L’Étranger est un roman bref, construit en deux parties, qui suit Meursault, modeste employé vivant à Alger, d’abord confronté à la mort de sa mère puis entraîné, presque mécaniquement, vers un meurtre et un procès.

Le récit s’ouvre sur l’enterrement à Marengo : Meursault ne « joue » pas le chagrin attendu, ce qui choque davantage que ses actes ultérieurs.

Très vite, le quotidien reprend (baignade, cinéma, relation avec Marie Cardona, voisinage), dans une écriture sèche, factuelle, où les sensations immédiates semblent primer sur les intentions.

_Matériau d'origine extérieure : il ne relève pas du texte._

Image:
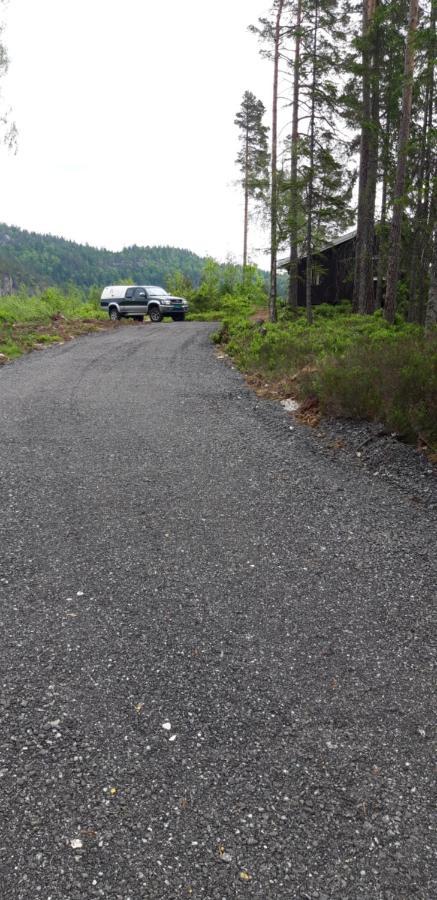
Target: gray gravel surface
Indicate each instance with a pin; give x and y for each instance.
(216, 641)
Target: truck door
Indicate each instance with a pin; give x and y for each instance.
(139, 307)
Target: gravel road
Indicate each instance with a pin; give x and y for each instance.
(216, 654)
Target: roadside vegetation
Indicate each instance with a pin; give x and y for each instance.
(32, 322)
(344, 365)
(341, 365)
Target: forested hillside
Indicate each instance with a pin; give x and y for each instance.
(35, 261)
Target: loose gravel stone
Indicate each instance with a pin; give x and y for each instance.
(172, 553)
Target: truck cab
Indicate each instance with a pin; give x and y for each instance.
(138, 300)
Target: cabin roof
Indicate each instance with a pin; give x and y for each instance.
(342, 239)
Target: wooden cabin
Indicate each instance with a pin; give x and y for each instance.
(333, 271)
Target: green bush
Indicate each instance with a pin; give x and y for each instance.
(356, 366)
(52, 302)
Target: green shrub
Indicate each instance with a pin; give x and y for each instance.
(356, 366)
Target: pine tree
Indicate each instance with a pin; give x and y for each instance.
(398, 197)
(8, 130)
(253, 156)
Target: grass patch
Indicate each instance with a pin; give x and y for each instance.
(28, 323)
(354, 366)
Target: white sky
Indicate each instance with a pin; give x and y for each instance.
(125, 112)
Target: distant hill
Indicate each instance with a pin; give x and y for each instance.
(36, 261)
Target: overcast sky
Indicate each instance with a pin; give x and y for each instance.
(125, 112)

La seconde partie bascule en chronique judiciaire : le tribunal juge moins un homicide que l’écart à la norme et l’accusation recompose un portrait moral à partir de son comportement filial, comme si l’absence de codes émotionnels prouvait la monstruosité.

Albert Camus fait ainsi sentir ce qu’il appellera le cycle de l’absurde : non pas une thèse abstraite, mais la collision entre le désir humain de sens et l’indifférence du monde, que Meursault éprouve jusqu’à la formule de la « tendre indifférence » au seuil de la mort.

Il ne faut pas oublier le cadre colonial : l’Arabe tué sans qu’on lui donne un nom, la hiérarchie implicite des vies et les débats contemporains sur l’impensé colonial chez Camus rappellent que l’absurde philosophique s’inscrit dans une histoire située, avec ses angles morts.